Culture and Talent
How Capital One is rethinking its approach to products
- Capital One is building a culture of agile, collaborative product development throughout the company
- Though innovation labs are important testing grounds for new innovations, they can't develop in isolation from where the rest of the company is going

Digital banking is about more than AI or chatbots. It's about digitizing the entire organization behind the app.
For the past year, Capital One has been rethinking how it can get out of the too-common approach of "innovating" by layering new technology on top of an old product -- it's realized it needs to entirely reconsider the customer's interaction with it.
"If you're too limited in the way you think about a product, you'll only create the things you produced yesterday, but just slightly more automated," said Sanjiv Yajnik, president of financial services at Capital One. "The real power is shifting the way in which you think about the product. Customers today are demanding products and services that are seamlessly integrated into their lives."
Too many companies employ a "bolt on" strategy, by building tech innovation on top of outmoded product designs, Yajnik said. For example, by adding AI and machine learning to product design that needs a refresh, companies miss opportunities to draw up a whole new experience for the customer.
Capital One was early innovator on digital customer experience, with its Eno chatbot last year and being one of the first banks to roll out an Alexa skill.
"The biggest challenge is that it's hard for a traditional company to rapidly transform at scale and make the jump," he said.
Part of that transformation is getting rid of a concept called "batch processing" that restricts transactions to specific times of the day or locations, and moving to one where banking is an experience interwoven into customers' daily lives regardless of time or location.
"Legacy core banking is based on a number of factors, one of which is batch processing, where you batch process all the transactions that took place during the day at night" -- in contrast to other customer experiences that take place on a 24-hour clock, said Aite senior analyst Kevin Morrison. "The jump is about moving to real time [banking] because millennials expect it."
For example, Capital One's Second Look product, which offers real-time alerts based on the customer's transaction activity, evolved from a simpler fraud detection feature. After a rethinking of the design and the addition of machine-learning algorithms, it now offers detailed insights into customers' spending habits, informing them of changes or unusual occurrences -- like being charged twice for the same restaurant bill, or an unusually high jump in the price of a utility bill.
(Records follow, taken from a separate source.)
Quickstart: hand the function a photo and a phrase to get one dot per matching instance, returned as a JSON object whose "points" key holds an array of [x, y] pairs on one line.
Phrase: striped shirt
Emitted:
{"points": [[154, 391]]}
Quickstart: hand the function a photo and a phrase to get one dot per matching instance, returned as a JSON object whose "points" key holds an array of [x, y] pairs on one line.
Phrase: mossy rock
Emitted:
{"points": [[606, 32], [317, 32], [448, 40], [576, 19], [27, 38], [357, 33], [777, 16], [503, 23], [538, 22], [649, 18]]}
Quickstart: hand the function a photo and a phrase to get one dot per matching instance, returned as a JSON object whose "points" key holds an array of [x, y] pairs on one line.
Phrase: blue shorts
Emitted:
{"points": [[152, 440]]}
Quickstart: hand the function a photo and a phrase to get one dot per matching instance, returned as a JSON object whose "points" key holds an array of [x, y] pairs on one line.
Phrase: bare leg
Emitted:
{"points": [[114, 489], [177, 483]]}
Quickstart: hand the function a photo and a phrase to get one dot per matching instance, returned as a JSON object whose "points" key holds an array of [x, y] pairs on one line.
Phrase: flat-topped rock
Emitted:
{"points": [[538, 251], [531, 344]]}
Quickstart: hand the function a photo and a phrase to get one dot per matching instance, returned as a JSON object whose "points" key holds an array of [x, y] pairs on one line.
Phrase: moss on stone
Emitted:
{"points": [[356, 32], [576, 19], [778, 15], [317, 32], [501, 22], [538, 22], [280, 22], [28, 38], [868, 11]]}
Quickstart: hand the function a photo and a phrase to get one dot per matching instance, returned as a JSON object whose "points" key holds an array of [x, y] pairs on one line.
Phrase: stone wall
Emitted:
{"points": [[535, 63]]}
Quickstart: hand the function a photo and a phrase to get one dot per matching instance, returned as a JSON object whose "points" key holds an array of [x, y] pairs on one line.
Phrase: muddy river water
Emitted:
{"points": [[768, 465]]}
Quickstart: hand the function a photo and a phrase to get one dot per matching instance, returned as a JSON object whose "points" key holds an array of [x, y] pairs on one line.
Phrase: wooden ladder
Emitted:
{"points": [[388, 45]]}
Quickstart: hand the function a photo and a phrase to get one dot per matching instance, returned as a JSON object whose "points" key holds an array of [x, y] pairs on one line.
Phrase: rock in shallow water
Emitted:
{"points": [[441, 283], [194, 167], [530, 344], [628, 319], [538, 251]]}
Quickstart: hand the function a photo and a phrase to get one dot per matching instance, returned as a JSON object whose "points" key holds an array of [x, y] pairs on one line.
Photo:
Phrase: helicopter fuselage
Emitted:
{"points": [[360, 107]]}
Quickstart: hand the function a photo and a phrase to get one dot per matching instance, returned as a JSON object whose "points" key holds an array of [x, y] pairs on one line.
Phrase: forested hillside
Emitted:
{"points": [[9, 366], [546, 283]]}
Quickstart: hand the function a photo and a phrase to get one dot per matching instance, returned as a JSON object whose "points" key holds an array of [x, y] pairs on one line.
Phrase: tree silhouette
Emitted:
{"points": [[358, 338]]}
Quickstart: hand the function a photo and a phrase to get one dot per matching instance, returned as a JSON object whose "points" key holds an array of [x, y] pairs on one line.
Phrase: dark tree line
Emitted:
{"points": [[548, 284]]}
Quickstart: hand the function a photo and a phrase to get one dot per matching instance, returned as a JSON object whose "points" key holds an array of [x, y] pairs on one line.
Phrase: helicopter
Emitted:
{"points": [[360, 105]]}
“We thought ‘what if we took that system and used it to solve problems for customers, like getting overcharged?’” said Joseph Whitchurch, Capital One's head of customer experience and innovation for small business cards.
But transforming product development is just one layer that needs to be backed up by internal process changes where each individual stretches their job descriptions to work in a more collaborative way, an unnatural act that requires top leadership to set an example, Yajnik said.
Banks like Capital One, JPMorgan Chase and U.S. Bank are increasingly following an iterative, agile development path, said Celent senior analyst Bob Meara. This method allows banks to act more like startups, release minimum viable products, and adapt them quickly based on customer feedback. The old "waterfall" bank processes would involve defining all the requirements and taking a longer time to release a product that was as close to perfect as possible.
While the pressure is on for big banks to innovate quickly or risk falling behind, being first to market isn't necessarily the best option for a bank, Yajnik said, adding that exposing customers to risk is one worry resulting from fast-evolving digital-oriented products.
"People are so worried about trying to be the fastest and first to market, but I've realized that it's about understanding when the market is ready for a particular product or service and preparing for it well in advance."